According to a 2022 Meat Trends report by IRI, the meat department grew throughout the pandemic by leveraging its assortment, which includes refrigerated plant-based protein. Compared to pre-pandemic, U.S. consumers bought more meat, more often, in more varieties in 2021.
Furthermore, households who buy both meat and meat alternatives are more adventurous in the cuts and varieties they choose.
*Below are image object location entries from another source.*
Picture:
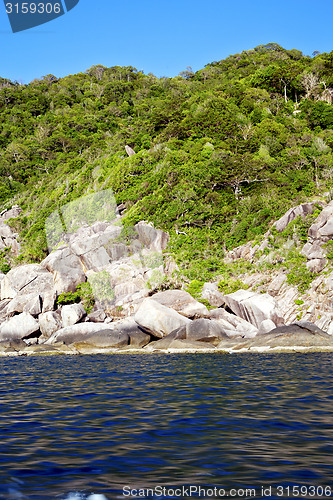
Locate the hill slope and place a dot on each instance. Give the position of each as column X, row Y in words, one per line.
column 220, row 153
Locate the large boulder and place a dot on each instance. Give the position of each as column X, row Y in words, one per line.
column 31, row 288
column 182, row 302
column 76, row 333
column 303, row 335
column 211, row 293
column 66, row 269
column 322, row 228
column 205, row 330
column 19, row 327
column 300, row 210
column 49, row 323
column 72, row 314
column 137, row 337
column 254, row 307
column 157, row 319
column 232, row 324
column 103, row 339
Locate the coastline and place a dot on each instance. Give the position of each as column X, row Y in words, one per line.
column 254, row 350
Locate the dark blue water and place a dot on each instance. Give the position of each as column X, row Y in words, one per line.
column 78, row 426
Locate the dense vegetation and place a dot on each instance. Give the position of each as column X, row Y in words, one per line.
column 220, row 153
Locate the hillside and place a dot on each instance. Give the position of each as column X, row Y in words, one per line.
column 219, row 154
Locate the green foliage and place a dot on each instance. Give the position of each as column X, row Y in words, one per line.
column 195, row 288
column 83, row 293
column 231, row 285
column 220, row 153
column 4, row 267
column 329, row 249
column 299, row 275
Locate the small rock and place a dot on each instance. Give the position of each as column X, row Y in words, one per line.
column 72, row 314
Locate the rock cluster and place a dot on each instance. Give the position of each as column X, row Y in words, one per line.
column 125, row 273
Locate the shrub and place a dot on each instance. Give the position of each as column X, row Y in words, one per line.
column 229, row 286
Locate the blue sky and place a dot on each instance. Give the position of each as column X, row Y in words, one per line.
column 159, row 36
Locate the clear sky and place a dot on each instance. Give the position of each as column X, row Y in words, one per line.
column 159, row 36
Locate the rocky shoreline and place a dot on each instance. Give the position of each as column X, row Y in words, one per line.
column 125, row 270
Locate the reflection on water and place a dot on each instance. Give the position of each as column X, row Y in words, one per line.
column 74, row 427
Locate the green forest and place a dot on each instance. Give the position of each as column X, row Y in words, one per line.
column 219, row 153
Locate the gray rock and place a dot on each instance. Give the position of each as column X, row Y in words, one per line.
column 14, row 212
column 76, row 333
column 19, row 327
column 191, row 344
column 211, row 293
column 116, row 251
column 316, row 265
column 254, row 307
column 322, row 228
column 313, row 250
column 158, row 319
column 165, row 342
column 275, row 286
column 34, row 306
column 95, row 260
column 98, row 316
column 26, row 279
column 205, row 330
column 303, row 335
column 232, row 323
column 300, row 210
column 72, row 314
column 182, row 302
column 104, row 339
column 137, row 338
column 266, row 326
column 66, row 269
column 154, row 239
column 49, row 323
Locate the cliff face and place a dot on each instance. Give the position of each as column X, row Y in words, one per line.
column 99, row 285
column 293, row 264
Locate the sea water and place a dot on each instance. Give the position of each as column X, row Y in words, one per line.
column 115, row 426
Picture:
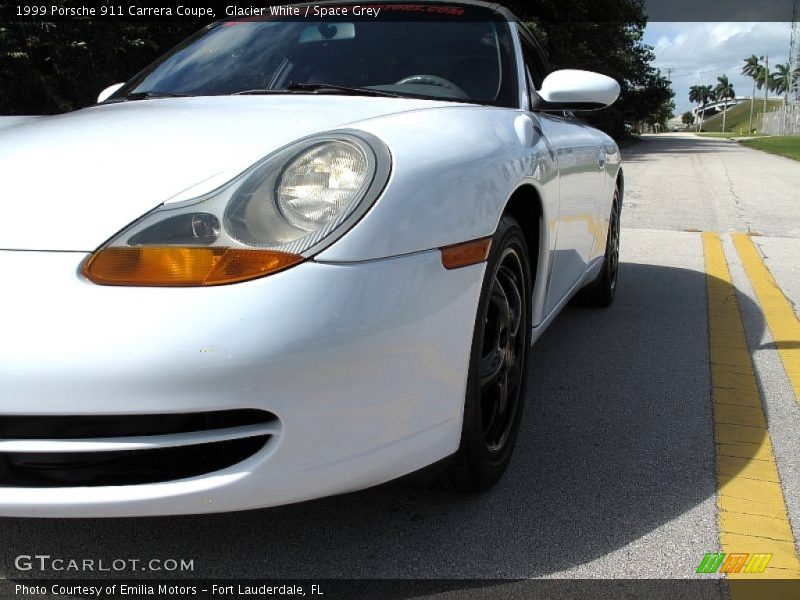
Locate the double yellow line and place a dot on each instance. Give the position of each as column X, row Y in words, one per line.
column 752, row 510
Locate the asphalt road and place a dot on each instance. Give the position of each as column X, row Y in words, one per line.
column 614, row 473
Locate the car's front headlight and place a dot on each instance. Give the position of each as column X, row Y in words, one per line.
column 281, row 211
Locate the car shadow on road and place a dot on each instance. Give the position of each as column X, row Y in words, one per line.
column 616, row 441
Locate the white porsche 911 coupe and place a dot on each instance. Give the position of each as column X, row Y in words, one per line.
column 294, row 258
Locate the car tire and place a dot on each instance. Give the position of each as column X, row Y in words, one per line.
column 498, row 370
column 601, row 291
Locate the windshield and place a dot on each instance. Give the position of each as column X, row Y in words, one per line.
column 465, row 61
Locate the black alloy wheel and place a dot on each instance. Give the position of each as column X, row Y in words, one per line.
column 602, row 290
column 498, row 366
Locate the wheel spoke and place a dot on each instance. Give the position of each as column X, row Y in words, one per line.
column 491, row 367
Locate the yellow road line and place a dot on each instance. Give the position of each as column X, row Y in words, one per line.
column 752, row 510
column 778, row 312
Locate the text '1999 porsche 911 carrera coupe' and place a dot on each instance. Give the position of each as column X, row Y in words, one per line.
column 294, row 258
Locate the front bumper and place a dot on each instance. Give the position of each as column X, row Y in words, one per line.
column 363, row 365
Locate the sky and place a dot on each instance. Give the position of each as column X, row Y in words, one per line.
column 699, row 52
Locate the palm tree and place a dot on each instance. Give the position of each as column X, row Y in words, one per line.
column 782, row 81
column 751, row 68
column 695, row 95
column 724, row 91
column 707, row 95
column 764, row 79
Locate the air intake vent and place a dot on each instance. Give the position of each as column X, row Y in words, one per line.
column 72, row 451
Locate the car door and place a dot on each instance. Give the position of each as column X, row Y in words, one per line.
column 580, row 161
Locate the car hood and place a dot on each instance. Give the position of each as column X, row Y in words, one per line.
column 69, row 182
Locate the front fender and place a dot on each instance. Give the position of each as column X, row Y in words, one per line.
column 453, row 171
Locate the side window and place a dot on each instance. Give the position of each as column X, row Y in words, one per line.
column 533, row 60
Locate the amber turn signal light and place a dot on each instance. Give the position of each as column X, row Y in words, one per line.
column 183, row 266
column 468, row 253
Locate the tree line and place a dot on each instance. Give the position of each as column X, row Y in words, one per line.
column 52, row 67
column 778, row 81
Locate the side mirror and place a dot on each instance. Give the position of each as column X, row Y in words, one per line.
column 570, row 89
column 108, row 92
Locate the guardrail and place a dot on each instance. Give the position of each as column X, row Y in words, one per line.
column 785, row 121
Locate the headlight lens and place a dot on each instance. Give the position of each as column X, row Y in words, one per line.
column 280, row 212
column 322, row 183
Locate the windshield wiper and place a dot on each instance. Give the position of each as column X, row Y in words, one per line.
column 314, row 87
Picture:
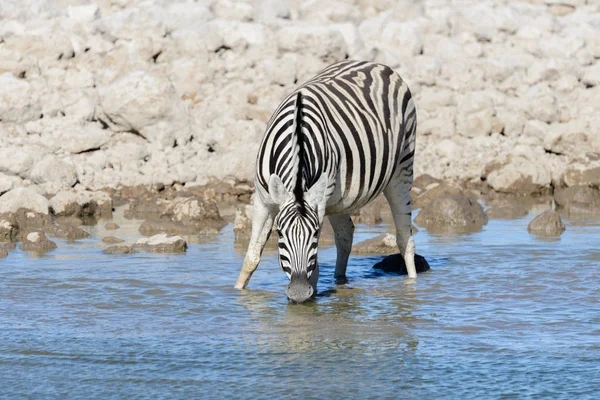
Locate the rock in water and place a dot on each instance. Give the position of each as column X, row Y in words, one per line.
column 547, row 223
column 162, row 243
column 395, row 263
column 37, row 242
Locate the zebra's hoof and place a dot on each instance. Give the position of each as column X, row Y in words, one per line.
column 395, row 263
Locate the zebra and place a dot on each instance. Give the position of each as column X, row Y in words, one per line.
column 332, row 146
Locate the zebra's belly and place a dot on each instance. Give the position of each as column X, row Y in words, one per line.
column 339, row 203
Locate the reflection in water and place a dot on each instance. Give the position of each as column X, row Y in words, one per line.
column 501, row 314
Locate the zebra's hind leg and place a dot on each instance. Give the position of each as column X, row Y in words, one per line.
column 398, row 196
column 343, row 229
column 262, row 223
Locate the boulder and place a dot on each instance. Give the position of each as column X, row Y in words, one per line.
column 395, row 263
column 112, row 240
column 19, row 100
column 578, row 194
column 507, row 212
column 433, row 191
column 15, row 161
column 382, row 244
column 519, row 175
column 81, row 204
column 52, row 169
column 452, row 212
column 23, row 198
column 120, row 249
column 69, row 232
column 147, row 105
column 162, row 243
column 37, row 242
column 582, row 173
column 547, row 223
column 8, row 230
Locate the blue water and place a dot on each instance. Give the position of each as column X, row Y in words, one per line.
column 502, row 314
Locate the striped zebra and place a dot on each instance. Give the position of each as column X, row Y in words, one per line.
column 332, row 146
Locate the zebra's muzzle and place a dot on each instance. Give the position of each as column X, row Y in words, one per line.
column 299, row 290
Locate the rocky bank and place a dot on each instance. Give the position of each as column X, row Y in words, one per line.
column 114, row 93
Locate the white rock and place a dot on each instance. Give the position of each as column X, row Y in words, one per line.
column 15, row 161
column 326, row 43
column 148, row 105
column 51, row 169
column 591, row 75
column 6, row 184
column 84, row 13
column 15, row 199
column 19, row 101
column 88, row 137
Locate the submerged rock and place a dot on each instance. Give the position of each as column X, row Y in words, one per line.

In the same year, flexitarians decreased spending on chicken and beef while increasing pork, veal, and lamb purchases.
The Restaurant Wild Card
Sluggish retail sales growth can be further linked to restaurant recovery, which adds another layer of unpredictability in the months ahead.
“As people go out more, they purchase less for at-home consumption, and that is the trend that we’re starting to see,” said Bartashus. “However, there is cause to believe that structurally, the number of meals people eat at home will remain higher than it was pre-pandemic.”
Restaurants have also had to raise prices significantly in the past two years.
“If consumers become more value-focused, that could push more sales back to retail,” said Bartashus. “This just means that companies need to have a balanced strategy of sales at retail as well as foodservice to meet the customer wherever the food occasion may be.”